As to that department there was but one voice in all Paris, even among his worst enemies—Numa was the man for the work. Now at last there would be a jury for art, a lyric theatre, an official art! But the Minister cut these dithyrambics off and remarked in a gay and familiar tone that the new Cabinet was composed almost exclusively of Southerners. Out of eight members Provence, Bordeaux, Périgord and Languedoc had supplied six; and then, growing excited: “Aha, the South is climbing, the South is climbing! Paris is ours. We have everything. It rests with you, gentlemen, to profit by it. For the second time the Latins have conquered Gaul!”

He looked indeed like a Latin of the conquest, his head like a medallion with broad flat surfaces on the cheeks, with his dark complexion and unceremonious ways, his carelessness, so out of place in this Parisian drawing-room. In the midst of the cheers and laughter greeting his last speech Numa, always a good actor, knowing well how to leave as soon as he had shot his bolt, suddenly quitted the fireplace and signing to Méjean to follow him passed from the room by one of the smaller doors, leaving Rosalie to make his excuses for him.

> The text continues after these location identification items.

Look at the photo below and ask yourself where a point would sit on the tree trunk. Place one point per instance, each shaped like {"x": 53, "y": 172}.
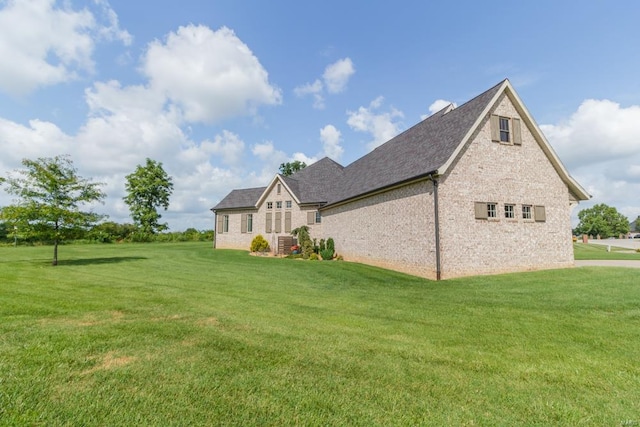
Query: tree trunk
{"x": 55, "y": 252}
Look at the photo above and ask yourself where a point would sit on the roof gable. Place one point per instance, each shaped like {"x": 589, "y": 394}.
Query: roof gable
{"x": 240, "y": 199}
{"x": 417, "y": 152}
{"x": 428, "y": 148}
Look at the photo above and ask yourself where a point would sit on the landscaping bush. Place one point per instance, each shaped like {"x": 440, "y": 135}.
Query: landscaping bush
{"x": 327, "y": 254}
{"x": 259, "y": 244}
{"x": 305, "y": 242}
{"x": 331, "y": 245}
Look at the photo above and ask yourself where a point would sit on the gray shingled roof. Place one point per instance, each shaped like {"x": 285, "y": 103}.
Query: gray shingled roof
{"x": 416, "y": 152}
{"x": 315, "y": 183}
{"x": 240, "y": 199}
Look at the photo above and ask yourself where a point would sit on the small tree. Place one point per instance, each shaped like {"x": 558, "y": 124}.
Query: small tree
{"x": 148, "y": 188}
{"x": 50, "y": 194}
{"x": 602, "y": 220}
{"x": 289, "y": 168}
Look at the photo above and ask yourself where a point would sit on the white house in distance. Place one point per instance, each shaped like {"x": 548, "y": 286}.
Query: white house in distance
{"x": 470, "y": 190}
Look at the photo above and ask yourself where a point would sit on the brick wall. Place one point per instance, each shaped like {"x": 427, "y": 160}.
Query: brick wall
{"x": 235, "y": 239}
{"x": 488, "y": 171}
{"x": 392, "y": 230}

He was to dine at Versailles with the Marshal; he had hardly the time to dress and sign a few papers.

“Come and help me dress,” said he to a servant who was laying the table with three plates, for Roumestan, Madame and Bompard, around that basket of flowers which Rosalie had fresh at every meal. He felt a thrill of delight that he was not to dine there; the tumult of enthusiasm that he had left behind him in the drawing-room excited in him the desire for more gayety and more brilliant company. Besides, a Southerner is never a domestic man. The Northern nations alone have invented to meet their wretched climate the word “home,” that intimate family circle to which the Provençal and the Italian prefer the gardens of cafés and the noise and excitement of the streets.

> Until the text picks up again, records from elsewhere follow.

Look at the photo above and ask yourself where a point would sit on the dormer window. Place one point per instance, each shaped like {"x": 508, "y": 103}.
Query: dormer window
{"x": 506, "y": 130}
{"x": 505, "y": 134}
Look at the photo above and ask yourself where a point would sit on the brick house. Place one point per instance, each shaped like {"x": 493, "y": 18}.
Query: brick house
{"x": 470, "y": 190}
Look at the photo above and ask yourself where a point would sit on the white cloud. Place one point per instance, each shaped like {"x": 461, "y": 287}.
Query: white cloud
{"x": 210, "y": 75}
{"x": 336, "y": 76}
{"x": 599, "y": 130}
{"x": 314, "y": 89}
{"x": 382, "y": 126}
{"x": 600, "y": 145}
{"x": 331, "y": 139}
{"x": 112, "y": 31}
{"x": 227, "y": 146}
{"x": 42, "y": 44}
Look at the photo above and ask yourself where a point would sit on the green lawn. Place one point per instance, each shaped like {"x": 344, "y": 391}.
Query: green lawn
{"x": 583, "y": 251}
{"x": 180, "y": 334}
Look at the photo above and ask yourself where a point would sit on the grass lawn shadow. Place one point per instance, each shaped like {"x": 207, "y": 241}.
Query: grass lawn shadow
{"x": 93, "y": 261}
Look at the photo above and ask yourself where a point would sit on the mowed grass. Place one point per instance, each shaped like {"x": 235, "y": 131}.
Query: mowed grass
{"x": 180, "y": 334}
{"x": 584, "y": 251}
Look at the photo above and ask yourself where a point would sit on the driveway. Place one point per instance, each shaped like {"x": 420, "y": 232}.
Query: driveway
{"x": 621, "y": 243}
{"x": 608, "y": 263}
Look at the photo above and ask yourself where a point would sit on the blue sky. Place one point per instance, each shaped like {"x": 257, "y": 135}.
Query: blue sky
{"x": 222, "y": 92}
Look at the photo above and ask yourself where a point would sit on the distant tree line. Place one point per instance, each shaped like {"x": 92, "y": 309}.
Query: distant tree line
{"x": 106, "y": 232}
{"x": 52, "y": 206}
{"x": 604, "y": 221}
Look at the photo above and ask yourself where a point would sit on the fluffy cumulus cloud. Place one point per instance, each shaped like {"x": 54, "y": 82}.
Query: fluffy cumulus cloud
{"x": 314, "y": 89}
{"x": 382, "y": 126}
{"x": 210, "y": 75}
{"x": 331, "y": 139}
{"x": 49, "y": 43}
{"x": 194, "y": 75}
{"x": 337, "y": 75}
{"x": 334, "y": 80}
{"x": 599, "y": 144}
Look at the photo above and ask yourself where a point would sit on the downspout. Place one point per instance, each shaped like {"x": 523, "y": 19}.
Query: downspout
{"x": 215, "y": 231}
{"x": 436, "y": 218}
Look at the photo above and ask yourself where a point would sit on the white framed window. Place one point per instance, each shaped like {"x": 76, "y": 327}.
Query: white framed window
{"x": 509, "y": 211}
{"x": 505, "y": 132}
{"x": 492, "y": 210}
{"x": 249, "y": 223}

Between the dining-room and the office was a small reception room, usually full of people at this hour, anxiously watching the clock and looking abstractedly at the illustrated papers, but quite preoccupied by their legal woes. Méjean had sent them all away to-day, for he did not think Numa could attend to them. One, however, had refused to go: a big fellow in ready-made garments and awkward as a corporal in citizen’s dress.

“Ah, God be with ye, Monsieur Roumestan; how are things? I have been hoping so long that you would come!”

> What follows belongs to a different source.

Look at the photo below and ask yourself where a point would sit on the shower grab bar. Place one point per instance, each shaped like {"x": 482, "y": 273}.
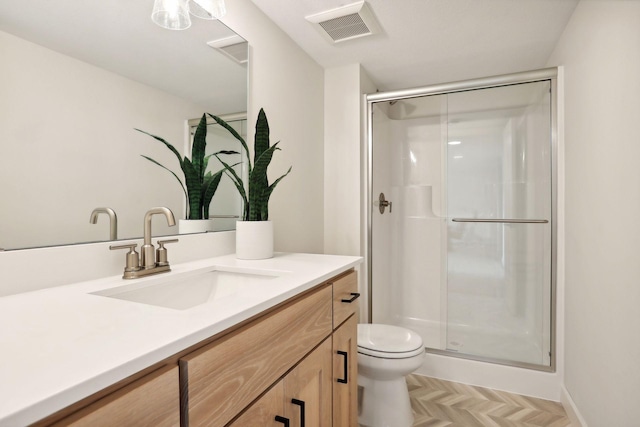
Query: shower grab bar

The accent, the swarthy face, that jaunty air—Numa had seen them somewhere before, but where?

“You have forgotten me?” said the stranger. “Valmajour, the taborist.”

“Oh yes, yes, of course.”

He was about to pass on, but Valmajour planted himself before him and informed him that he had arrived the day before yesterday. “I couldn’t get here before, because when one moves a whole family, it takes a little time to get installed.”

“A whole family?” said Numa with bulging eyes.